Smart-Well Production Optimization Using an Ensemble-Based Method

Abstract

Summary Ensemble methods have been applied successfully in assisted history matching and in production optimization. In history matching, the ensemble Kalman filter (EnKF) has been used to estimate the values of hundreds of thousands of variables from various types of data. In production optimization, an ensemble-based method has been used to estimate optimal control settings for problems with thousands of control variables. In both cases, relatively small numbers of random realizations are used to compute update directions for improving estimates. In this paper, we illustrate the application of the ensemble-based optimization on two fairly complex problems that would be difficult to handle by other methods. In the first example, we show its application to optimize inflow-control-valve (ICV) settings on two horizontal wells in a sector model of 200,000 cells.
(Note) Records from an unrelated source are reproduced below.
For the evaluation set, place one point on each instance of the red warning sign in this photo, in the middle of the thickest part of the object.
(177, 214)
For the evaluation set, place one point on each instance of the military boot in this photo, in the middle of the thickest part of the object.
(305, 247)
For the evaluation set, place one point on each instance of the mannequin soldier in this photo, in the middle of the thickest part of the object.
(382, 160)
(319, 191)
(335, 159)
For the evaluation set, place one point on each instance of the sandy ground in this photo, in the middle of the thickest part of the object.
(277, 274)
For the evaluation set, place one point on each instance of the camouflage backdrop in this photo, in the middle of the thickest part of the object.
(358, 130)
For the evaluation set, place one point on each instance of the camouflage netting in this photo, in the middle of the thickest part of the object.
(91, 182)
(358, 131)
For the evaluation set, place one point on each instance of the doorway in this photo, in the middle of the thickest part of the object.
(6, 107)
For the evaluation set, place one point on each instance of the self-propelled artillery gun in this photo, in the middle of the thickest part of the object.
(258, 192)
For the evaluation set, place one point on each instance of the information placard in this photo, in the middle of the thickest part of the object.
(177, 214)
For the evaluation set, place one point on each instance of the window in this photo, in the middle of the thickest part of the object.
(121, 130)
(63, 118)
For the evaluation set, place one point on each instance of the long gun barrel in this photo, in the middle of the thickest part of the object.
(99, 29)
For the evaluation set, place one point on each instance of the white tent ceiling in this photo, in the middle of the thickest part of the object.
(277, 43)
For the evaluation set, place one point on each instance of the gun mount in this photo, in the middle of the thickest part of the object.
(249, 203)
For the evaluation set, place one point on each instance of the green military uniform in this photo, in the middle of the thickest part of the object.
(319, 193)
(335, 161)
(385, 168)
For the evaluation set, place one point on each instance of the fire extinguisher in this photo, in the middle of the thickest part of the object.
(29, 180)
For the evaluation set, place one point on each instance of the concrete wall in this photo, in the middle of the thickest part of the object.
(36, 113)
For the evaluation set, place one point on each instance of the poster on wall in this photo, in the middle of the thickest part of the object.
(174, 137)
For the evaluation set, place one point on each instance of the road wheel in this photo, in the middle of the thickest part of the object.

One hundred layers were used in the reservoir model to capture geological heterogeneity. The two wells were drilled parallel to the edgewater boundary. The optimization objective in this example is to minimize cumulative water production over a 10-year production period while maintaining a constant liquid-production rate. Results after only five optimization iterations with improved control-valve settings showed a 50% reduction in cumulative water production. The fully automated optimization process was completed within a few hours under a parallel-computing environment. The ensemble-based method was also applied successfully to a 3D case consisting of 10 multilateral wells with ICVs installed at each lateral junction. The interaction of various laterals is difficult to visualize, but the optimization algorithm was again successful in reducing water production. In this example, we demonstrate that proper choice of control variables can be important to the success of the optimization.